Artist Dyan Anggraini always pours her heart out onto her canvas.
Dyan recently expressed her feelings during her exhibition, titled “Perempuan (di) Borobudur” (Women [in] Borobudur), at the National Gallery of Indonesia in Jakarta.
A retired bureaucrat, Dyan can leave her civil servant uniform at home in Yogyakarta, but not her brushes and canvas. In April, the 61-year-old will return to the capital city to hold a joint exhibition with her group, Kelompok Lima Putri (Five Girls Group), at Bentara Budaya Jakarta.
“Our first exhibition was at Senisono art center in Yogyakarta in 1980,” the mother of three said.
As an artist, Dyan is known for raising issues she witnessed in government institutions, from the laziness of civil servants, bureaucracy and nepotism to corruption.
For example, in a painting of a man wearing a mask and a white shirt with a blue cloth over his shoulder, which depicts a civil servant uniform, his arms are folded together across his chest as if he feels he is in a superior position.
Dyan named the painting Priyayi (Nobleman), a title that many artists believe is a satire of civil servants who act like a boss to the people they are supposed to serve.
The painting is interesting because it was made when Dyan was still active as a civil servant, a profession she started in 1989.
Days before retiring, she made a series of drawings that she named Kor Bungkam (The Chorus of Silence). The paper she used was from letters she had received or issued when she was a bureaucrat.
On a letter that appointed her to be the head of the Yogyakarta Cultural Park (TBY), for example, she drew her face speaking, but with a cloth covering her mouth as if it was trying to stop her from talking.
Since 1980, Dyan has held five solo exhibitions and participated in 136 group exhibitions. She always invited her colleagues in the government, but few of them came.
“I do not have [many] friends,” she said.
Dyan, who is soft-spoken, said her paintings aimed to express the ups and downs she faced in her 24 years of serving the country.

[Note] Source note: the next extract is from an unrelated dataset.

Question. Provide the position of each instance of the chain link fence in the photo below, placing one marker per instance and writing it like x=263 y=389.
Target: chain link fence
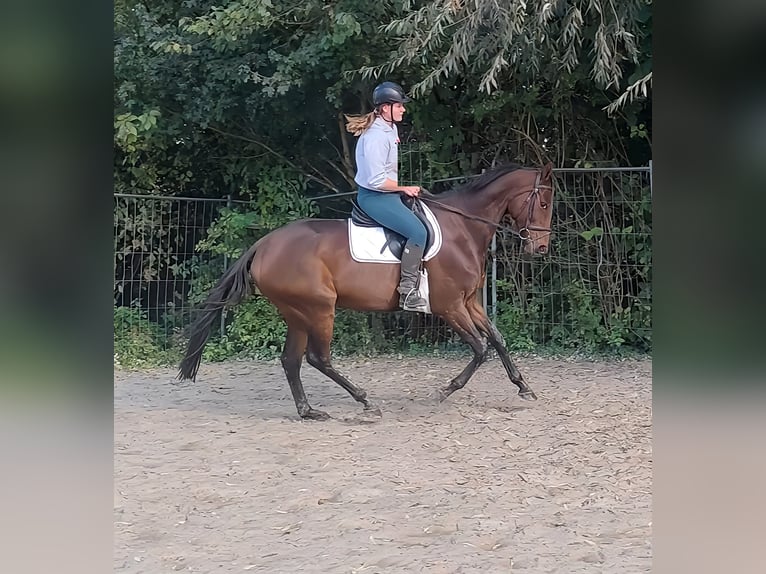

After office hours, she tinkered with a canvas, brushes and paint in a studio she had set up near her workroom at TBY.
“I am an introvert, but if I feel something’s wrong, I’ll say it.”
When undertaking her second term as the head of TBY, she was suddenly reshuffled in 2011.
“They indeed wanted me to leave TBY.”
Born in Kediri, East Java, Dyan found her passion for art from her father, painter Rais Rayan, one of the first batches of students of the Indonesian Fine Arts Academy (ASRI), the country’s first fine arts campus, now known as the Indonesian Fine Arts Institute (ISI).
At 5 years old, she learned to draw with her father’s students at his studio, Sanggar 64, in Kediri. She also liked to dance.
“When I was in sixth grade, I taught other children to dance at my school, Taman Siswa,” she said.
After graduating from high school, she continued her studies in ASRI in 1976, majoring in painting, to color the country’s art scene, which was dominated by male artists at that time.
Studying art in the era of the authoritarian New Order regime was not easy, she said, adding that at that time, the police acted like curators because they would check artists’ works when they asked for permission to hold an exhibition.
She said she was lucky because at her class, she was surrounded by critical friends. They had the courage to express their pain and unease, and criticize the country’s second president, Soeharto, through their works.
Dyan is no different, but she was more fortunate because she, unlike her friends, was not arrested or suspended.
Being raised by a family in democratic way made Dyan sensitive to social issues, such as the struggle of women in a patriarchal society.
“Perempuan (di) Borobudur”, for example, highlighted the fight of craftswomen living in villages around Borobudur temple in Magelang, Central Java.
In the exhibition, she displayed many paintings of women wearing masks. For her, using different masks meant expressing different feelings.
“If our basic character is gentle, it does not mean that we have to act gently all the time. If we are angry, we have to express it by wearing a mask of anger because we see something wrong,” she said.
Dyan also likes to paint paper boats or make art installations depicting them.
“A paper boat is fragile because it can be easily broken when it floats. But it can tell a story because we can write it on the paper,” she said.
In her mind, government institutions are fragile like paper boats, as they are vulnerable to negative influences.
Among the artists who have followed Dyan’s artistic journey is curator Kuss Indarto.
For Kuss, her biggest contribution is facilitating the founding of the Yogyakarta Biennale Foundation, which organizes contemporary arts program Biennale Jogja.
“To hold Biennale Jogja, [the committee] got only Rp 100 million (US$7,280). After the foundation was formed, the funds exceeded Rp 1.5 billion. That is a huge increase,” he said.
Dyan, he said, had also initiated Pasar Kangen Jogja (Jogja Longing Market) to conserve traditional foods, beverages and toys on the brink of extinction.
Kuss recalled that Dyan had always attended events held at TBY whether she was invited or not — something that was meaningful for artists because they felt appreciated.
“All artists feel that they have a mother [in Dyan] at TBY,” he said.